The use of stationary fuel cells in an urban district is not only an important field of application for Bosch; the Bamberg municipal utility also sees the technology as a sustainable solution for supplying energy to existing buildings and developing new districts. “With the fuel cell, we will gain experience that should create sustainable benefits in the future for the energy supply of existing buildings and new quarters,” Dr. Michael Fiedeldey, Managing Director of Stadtwerke Bamberg, is certain. “At the same time, we want to make the new technology tangible for all citizens. That’s why we’re not putting it in some basement, but in the middle of the ZOB as a traffic hub for over 20,000 people a day.” As soon as the situation allows it again, the InnoLab at the bus station will be open regularly for interested guests. Experts from the companies will then be available to answer questions. For a virtual look inside the lab, visit www.stadtwerke-bamberg.de/innolab.
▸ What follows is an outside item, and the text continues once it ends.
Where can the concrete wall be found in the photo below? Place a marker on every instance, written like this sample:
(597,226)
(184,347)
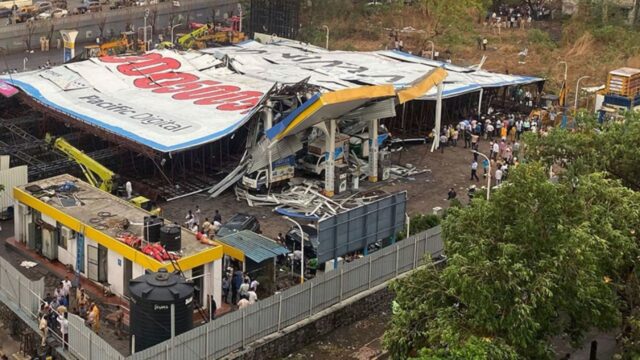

The SOFC plant is operated by Stadtwerke Bamberg with natural gas, is very quiet and is already suitable for hydrogen. Compared to the electricity mix in Germany, an SOFC system saves almost up to 40 percent of climate-damaging CO₂ emissions even when operated with natural gas. If the fuel cell is operated with hydrogen, there are no more direct CO₂ emissions. For cities and metropolitan areas with high energy demand, SOFC systems can therefore ensure a sustainable energy supply by allowing the output of the stationary fuel cell to be regulated according to demand. In addition, the existing gas infrastructure can be used in combination with many networked fuel cells to reduce the load on the power grid. In this way, further electricity requirements can be covered by on-site generation. The SOFC plant in Bamberg is also networked via the Bosch IoT Cloud: 20 sensors within the fuel cell continuously provide data on power production and operating status. This data also helps to further develop the technology. In the future, various stationary fuel cells can be networked with each other via the cloud solution to form virtual power plants and digitally controlled by intelligent, self-learning software – this conserves the environment and resources.

Bamberg’s mayor Andreas Starke welcomes the cooperation and the citizen-friendly installation at the Bamberg ZOB: “We are proud that Bosch and Stadtwerke Bamberg are implementing a climate-friendly and at the same time economical technology with the stationary fuel cell.

This innovative energy supply is an important building block in the transformation process of Bamberg as a business location in order to secure jobs for the future”.

Bosch to invest a three-digit million sum by the end of 2024

By the end of 2024, Bosch plans to invest a three-digit million sum in stationary fuel cells and test SOFC systems under real-life conditions. Bosch already operates more than 20 SOFC pilot plants at its locations in Bamberg, Homburg, Renningen, Schwieberdingen, Feuerbach, and Wernau. Bosch already has 250 associates at various locations working in this growing field of the future. In Bamberg alone there are already over 100 employees. The Bosch plant in Bamberg manufactures the particularly important stacks for the fuel cell systems. “We are proud that the Bamberg plant is an integral part of driving forward the pre-industrialization phase to the expected series production of the solid oxide fuel cell in 2024. Together with Stadtwerke Bamberg, we can test this pioneering innovation directly on site in real-world operations and gain important insights into its operation,” says Dr. Martin Schultz, commercial plant manager at the Bosch plant in Bamberg. Only close cooperation between the Bosch Corporate Research, Powertrain Solutions, and Thermotechnology divisions has made the development of these novel fuel cell systems possible.